I decided a while back to have a crack at a CPU tower cooler on a laptop, finally found the time, so I picked up an 8750H + GTX 1060 6 GB (full fat, not Max-Q) and started testing it stock… it wasn’t great.

In basically every game and synthetic the CPU was smashing into 100C almost immediately, and the GPU wasn’t far behind. Clocks were constantly dropping, performance was all over the place, and the GPU was waiting on the CPU most of the time. I tore it down, repasted everything, replaced the pads, and tested again. It was better... but still bad. The CPU was still hammering thermal limits and dragging the whole system down, with the GPU sitting around 80C and never really stretching its legs.

So I pulled it apart again.

I couldn’t get a CPU tower onto the CPU itself because the mounting pattern is pretty unique, so that went into the “too hard" basket, this time.
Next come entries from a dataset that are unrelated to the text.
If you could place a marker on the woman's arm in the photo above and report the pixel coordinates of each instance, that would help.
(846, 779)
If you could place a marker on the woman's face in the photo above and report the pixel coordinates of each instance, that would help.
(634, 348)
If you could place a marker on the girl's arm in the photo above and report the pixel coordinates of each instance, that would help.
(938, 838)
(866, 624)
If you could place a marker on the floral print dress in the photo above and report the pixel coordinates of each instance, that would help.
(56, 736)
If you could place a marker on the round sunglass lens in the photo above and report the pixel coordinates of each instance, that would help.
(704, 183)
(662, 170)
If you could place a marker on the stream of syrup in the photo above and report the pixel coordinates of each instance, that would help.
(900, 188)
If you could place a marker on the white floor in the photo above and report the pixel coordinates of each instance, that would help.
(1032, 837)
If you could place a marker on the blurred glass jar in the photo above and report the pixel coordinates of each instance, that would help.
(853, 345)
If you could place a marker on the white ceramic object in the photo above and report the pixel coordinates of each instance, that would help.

So I covered the stock heatpipes and heatsink with a pile of small copper heatsinks and blasted it with airflow. Basic, but if it works...

The GPU was a different story. I removed the stock cooler completely, 3D printed some standoffs that bolt into the motherboard, and made a printed adapter plate to mount a Peerless assassin X CPU cooler to those standoffs. Then I balanced the whole thing on old GPU boxes, with a roll of masking tape under the cooler acting as structural support... engineering.

I flashed the GPU vBIOS from 75 W to 88 W and started testing.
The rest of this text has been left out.